Operating through 128 Company-operated treatment centers, Greenbrook is a leading provider of TMS therapy, an FDA-cleared, non-invasive therapy for the treatment of Major Depressive Disorder and other mental health disorders, in the United States. TMS therapy provides local electromagnetic stimulation to specific brain regions known to be directly associated with mood regulation. Greenbrook has provided more than 620,000 TMS treatments to over 17,000 patients struggling with depression.
Certain information in this press release, including with respect to the anticipated Offering, the listing of the Common Shares to be issued in the Offering on the TSX and NASDAQ, and the anticipated use of the net proceeds of the Offering, constitutes forward-looking information within the meaning of applicable securities laws in Canada and the United States, including the United States Private Securities Litigation Reform Act of 1995. In some cases, but not necessarily in all cases, forward-looking information can be identified by the use of forward-looking terminology such as “plans”, “targets”, “expects” or “does not expect”, “is expected”, “an opportunity exists”, “is positioned”, “estimates”, “intends”, “assumes”, “anticipates” or “does not anticipate” or “believes”, or variations of such words and phrases or state that certain actions, events or results “may”, “could”, “would”, “might”, “will” or “will be taken”, “occur” or “be achieved”. In addition, any statements that refer to expectations, projections or other characterizations of future events or circumstances contain forward-looking information. Statements containing forward-looking information are not historical facts but instead represent management’s expectations, estimates and projections regarding future events.

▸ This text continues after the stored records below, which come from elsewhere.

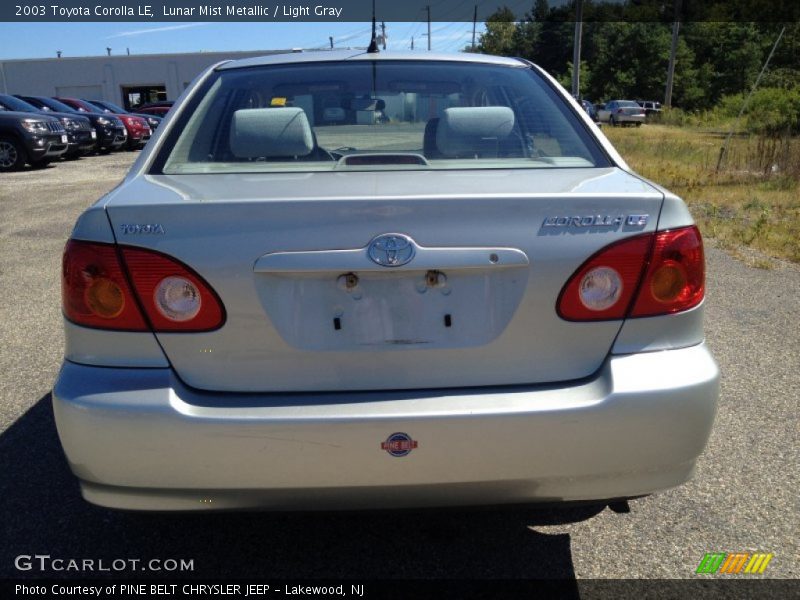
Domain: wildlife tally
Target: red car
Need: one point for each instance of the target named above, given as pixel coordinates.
(138, 129)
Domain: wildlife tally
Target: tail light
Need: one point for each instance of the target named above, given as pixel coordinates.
(647, 275)
(95, 291)
(130, 289)
(675, 278)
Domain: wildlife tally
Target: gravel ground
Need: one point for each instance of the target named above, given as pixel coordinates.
(743, 498)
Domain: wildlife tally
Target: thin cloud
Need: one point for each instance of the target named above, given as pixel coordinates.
(155, 30)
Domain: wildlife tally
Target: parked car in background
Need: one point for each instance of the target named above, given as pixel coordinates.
(651, 107)
(28, 138)
(111, 132)
(138, 130)
(621, 112)
(476, 302)
(109, 107)
(155, 108)
(81, 136)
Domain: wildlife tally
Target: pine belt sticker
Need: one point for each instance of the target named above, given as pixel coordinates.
(399, 444)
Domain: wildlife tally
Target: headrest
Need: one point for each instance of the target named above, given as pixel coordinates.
(270, 132)
(468, 130)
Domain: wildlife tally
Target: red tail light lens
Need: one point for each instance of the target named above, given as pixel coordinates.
(675, 279)
(643, 276)
(107, 287)
(174, 297)
(95, 291)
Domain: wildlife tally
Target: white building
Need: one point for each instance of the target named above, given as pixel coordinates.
(127, 80)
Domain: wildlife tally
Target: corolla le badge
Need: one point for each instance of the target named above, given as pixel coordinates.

Forward-looking information is necessarily based on a number of opinions, assumptions and estimates that, while considered reasonable by the Company as of the date of this press release, are subject to known and unknown risks, uncertainties, assumptions and other factors that may cause the actual results, level of activity, performance or achievements to be materially different from those expressed or implied by such forward-looking information, including but not limited to the factors described in greater detail in the “Risk Factors” section of the Company’s current annual information form and in the Company’s other materials filed with the Canadian securities regulatory authorities and the SEC from time to time, available at www.sedar.com and www.sec.gov, respectively. These factors are not intended to represent a complete list of the factors that could affect the Company; however, these factors should be considered carefully. There can be no assurance that such estimates and assumptions will prove to be correct. The forward-looking statements contained in this press release are made as of the date of this press release, and the Company expressly disclaims any obligation to update or alter statements containing any forward-looking information, or the factors or assumptions underlying them, whether as a result of new information, future events or otherwise, except as required by law.